Hadronic physics from extensive air showers

Abstract

Although cosmic rays were discovered exactly one century ago, the most fundamental questions about them are still not answered, especially the origin and composition of ultra-high energy cosmic rays (UHECR). The Pierre Auger Observatory (PAO) is constructed with the goal of solving these mysteries. The PAO uses hybrid design and take advantage of both the air fluorescence and surface array technique. Since its debut in 2004, PAO has published several important scientific results. The most probable candidate for UHECR composition is proton or iron nucleus. The two candidates do show differences in both fluorescence detector (FD) signal and in the surface detector (SD) signal. PAO has utilized the statistical depth of shower maximum information of FD signal to study the composition and suggests that the nuclear mass is getting heavier from 1 EeV to 10 EeV and beyond. The result does not come without argument. The Telescope Array (TA)'s result consists with a pure proton primary. One other possible solution to check these results is to study the SD signal since SD has a lot more statistics.
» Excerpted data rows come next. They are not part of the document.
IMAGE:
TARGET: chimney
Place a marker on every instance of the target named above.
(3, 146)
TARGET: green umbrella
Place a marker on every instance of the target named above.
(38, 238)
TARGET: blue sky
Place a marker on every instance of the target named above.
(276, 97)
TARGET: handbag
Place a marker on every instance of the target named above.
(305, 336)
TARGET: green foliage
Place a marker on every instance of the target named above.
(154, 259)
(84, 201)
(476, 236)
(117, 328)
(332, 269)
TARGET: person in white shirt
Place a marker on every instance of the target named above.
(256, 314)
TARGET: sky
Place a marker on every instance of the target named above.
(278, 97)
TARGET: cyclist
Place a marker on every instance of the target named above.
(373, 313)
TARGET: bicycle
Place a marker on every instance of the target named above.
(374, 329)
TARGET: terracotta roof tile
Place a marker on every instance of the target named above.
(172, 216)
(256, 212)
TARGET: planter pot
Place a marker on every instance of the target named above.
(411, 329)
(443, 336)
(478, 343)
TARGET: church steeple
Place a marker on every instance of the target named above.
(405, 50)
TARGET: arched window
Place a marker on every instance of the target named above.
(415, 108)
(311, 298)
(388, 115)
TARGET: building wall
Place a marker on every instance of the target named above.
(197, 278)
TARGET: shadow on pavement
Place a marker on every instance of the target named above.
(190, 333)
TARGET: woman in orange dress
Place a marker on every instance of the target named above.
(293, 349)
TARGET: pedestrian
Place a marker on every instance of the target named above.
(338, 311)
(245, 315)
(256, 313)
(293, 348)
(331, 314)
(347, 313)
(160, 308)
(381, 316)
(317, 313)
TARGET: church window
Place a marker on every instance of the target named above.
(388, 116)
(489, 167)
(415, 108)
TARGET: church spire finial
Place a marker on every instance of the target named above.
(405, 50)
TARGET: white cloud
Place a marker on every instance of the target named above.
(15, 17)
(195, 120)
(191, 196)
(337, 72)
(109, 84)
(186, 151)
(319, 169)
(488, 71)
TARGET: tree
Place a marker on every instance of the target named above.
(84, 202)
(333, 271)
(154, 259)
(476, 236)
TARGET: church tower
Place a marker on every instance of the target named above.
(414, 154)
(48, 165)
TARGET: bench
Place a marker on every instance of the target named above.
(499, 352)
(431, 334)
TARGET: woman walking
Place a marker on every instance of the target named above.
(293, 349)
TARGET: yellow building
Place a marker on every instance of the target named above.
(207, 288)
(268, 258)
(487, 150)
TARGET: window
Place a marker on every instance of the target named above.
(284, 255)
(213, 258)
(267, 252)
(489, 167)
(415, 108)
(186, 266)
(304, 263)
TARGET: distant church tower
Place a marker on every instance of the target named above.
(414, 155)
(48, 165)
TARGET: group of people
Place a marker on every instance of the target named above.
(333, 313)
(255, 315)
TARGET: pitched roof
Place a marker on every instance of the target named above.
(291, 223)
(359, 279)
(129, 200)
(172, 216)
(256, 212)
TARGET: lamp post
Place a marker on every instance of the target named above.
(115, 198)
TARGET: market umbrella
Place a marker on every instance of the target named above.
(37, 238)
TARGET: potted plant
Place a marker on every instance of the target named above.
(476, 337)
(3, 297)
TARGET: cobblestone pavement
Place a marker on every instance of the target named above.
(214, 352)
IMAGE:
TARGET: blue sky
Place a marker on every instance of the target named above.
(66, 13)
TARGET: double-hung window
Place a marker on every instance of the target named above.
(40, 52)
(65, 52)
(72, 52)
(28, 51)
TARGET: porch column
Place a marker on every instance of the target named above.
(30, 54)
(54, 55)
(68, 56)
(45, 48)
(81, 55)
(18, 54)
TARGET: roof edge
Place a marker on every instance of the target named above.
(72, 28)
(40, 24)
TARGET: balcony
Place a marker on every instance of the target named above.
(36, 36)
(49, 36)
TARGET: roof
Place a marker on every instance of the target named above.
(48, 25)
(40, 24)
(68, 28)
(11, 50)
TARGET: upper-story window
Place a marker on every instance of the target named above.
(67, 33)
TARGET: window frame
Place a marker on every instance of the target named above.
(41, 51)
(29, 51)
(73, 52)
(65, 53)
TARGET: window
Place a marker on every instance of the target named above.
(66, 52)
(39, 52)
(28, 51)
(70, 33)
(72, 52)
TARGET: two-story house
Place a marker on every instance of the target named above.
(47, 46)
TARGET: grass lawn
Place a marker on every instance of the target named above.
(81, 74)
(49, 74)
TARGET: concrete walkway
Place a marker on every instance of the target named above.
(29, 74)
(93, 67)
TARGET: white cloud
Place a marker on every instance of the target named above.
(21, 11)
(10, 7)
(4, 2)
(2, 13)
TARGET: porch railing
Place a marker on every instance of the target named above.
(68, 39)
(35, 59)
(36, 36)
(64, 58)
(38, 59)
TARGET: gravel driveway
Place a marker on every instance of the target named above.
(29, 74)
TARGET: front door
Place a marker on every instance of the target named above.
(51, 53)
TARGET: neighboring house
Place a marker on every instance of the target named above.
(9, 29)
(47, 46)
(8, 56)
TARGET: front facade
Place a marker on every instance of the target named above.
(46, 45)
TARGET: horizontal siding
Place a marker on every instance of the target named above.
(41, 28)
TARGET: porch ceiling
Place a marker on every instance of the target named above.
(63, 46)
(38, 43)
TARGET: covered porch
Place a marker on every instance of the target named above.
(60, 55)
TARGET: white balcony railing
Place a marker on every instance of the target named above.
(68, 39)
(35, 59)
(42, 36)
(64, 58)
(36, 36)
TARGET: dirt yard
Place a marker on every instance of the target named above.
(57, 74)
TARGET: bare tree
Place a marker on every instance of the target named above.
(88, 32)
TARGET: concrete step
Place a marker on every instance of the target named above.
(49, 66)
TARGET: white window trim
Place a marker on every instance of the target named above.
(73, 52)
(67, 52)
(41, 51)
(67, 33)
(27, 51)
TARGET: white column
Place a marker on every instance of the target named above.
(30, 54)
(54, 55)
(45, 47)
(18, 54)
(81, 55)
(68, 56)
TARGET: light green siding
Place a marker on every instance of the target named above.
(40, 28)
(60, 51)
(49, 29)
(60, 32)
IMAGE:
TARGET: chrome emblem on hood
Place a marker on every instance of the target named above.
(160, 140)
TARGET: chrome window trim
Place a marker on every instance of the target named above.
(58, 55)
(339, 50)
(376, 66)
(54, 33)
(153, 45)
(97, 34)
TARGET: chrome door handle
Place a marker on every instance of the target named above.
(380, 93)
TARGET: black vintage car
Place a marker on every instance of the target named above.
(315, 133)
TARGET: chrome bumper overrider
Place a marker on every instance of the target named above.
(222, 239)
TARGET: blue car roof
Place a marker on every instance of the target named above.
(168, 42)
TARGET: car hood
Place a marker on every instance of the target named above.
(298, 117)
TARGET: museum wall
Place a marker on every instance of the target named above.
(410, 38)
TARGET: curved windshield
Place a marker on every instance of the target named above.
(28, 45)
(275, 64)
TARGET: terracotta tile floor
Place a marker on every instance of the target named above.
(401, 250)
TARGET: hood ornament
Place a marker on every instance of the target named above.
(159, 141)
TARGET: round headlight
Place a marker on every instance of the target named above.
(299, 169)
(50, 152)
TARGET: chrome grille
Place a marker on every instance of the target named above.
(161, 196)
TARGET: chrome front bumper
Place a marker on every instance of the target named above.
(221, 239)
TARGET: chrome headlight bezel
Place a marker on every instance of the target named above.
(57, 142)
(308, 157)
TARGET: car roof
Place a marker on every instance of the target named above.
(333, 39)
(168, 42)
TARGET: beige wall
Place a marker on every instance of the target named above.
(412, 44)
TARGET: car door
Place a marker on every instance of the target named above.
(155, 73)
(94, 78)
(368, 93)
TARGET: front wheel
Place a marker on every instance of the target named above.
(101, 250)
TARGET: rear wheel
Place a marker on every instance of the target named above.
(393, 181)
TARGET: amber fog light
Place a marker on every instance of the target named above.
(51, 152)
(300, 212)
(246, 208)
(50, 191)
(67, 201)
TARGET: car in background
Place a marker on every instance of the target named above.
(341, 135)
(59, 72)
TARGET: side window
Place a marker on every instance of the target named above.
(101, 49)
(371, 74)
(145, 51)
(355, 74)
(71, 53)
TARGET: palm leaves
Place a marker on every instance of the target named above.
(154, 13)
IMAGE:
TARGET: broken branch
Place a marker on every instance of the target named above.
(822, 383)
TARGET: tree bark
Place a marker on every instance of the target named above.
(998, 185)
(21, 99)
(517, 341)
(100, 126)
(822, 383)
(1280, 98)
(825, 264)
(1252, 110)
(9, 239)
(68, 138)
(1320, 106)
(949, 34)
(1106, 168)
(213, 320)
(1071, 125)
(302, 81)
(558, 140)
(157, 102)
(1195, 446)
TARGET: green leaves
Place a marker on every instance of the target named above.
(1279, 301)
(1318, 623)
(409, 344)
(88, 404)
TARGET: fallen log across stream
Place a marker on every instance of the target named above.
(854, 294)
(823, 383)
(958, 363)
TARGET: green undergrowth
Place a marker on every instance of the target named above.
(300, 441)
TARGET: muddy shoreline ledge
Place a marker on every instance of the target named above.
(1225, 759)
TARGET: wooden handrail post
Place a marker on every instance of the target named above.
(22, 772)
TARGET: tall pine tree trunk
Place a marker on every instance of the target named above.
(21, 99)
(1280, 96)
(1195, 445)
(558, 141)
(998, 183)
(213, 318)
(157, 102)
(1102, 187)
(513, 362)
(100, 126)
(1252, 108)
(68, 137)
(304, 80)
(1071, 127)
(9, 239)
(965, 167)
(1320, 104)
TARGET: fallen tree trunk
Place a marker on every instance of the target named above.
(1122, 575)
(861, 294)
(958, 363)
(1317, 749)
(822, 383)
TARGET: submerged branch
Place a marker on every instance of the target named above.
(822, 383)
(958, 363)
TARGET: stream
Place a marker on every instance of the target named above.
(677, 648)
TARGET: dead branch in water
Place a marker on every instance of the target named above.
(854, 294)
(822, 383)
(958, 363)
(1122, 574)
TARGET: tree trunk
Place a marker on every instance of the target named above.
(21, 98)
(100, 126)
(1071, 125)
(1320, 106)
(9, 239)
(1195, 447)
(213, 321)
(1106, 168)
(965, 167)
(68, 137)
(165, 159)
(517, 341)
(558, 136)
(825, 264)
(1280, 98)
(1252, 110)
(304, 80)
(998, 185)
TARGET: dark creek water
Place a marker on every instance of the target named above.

According to Matthews' Heitler model, the proton and iron primary air showers show significant differences in the muon production, thus muon number is very sensitive to the cosmic ray primary composition. "Leading particle" physics - where one of the many particles emerging from a collision carries a significant portion of the energy - is a well-known and studied concept in high energy physics. It gives a lot of information about the hadronic interaction and yet to be studied in highest energies levels. It has two observables, a "double bump" longitude profile in FD and a "double shell" geometrical structure in SD. In this dissertation, I will describe new methods to identify leading particles and to count muons in air showers. These observations are then compared to simulations using several hadronic physics modeling schemes.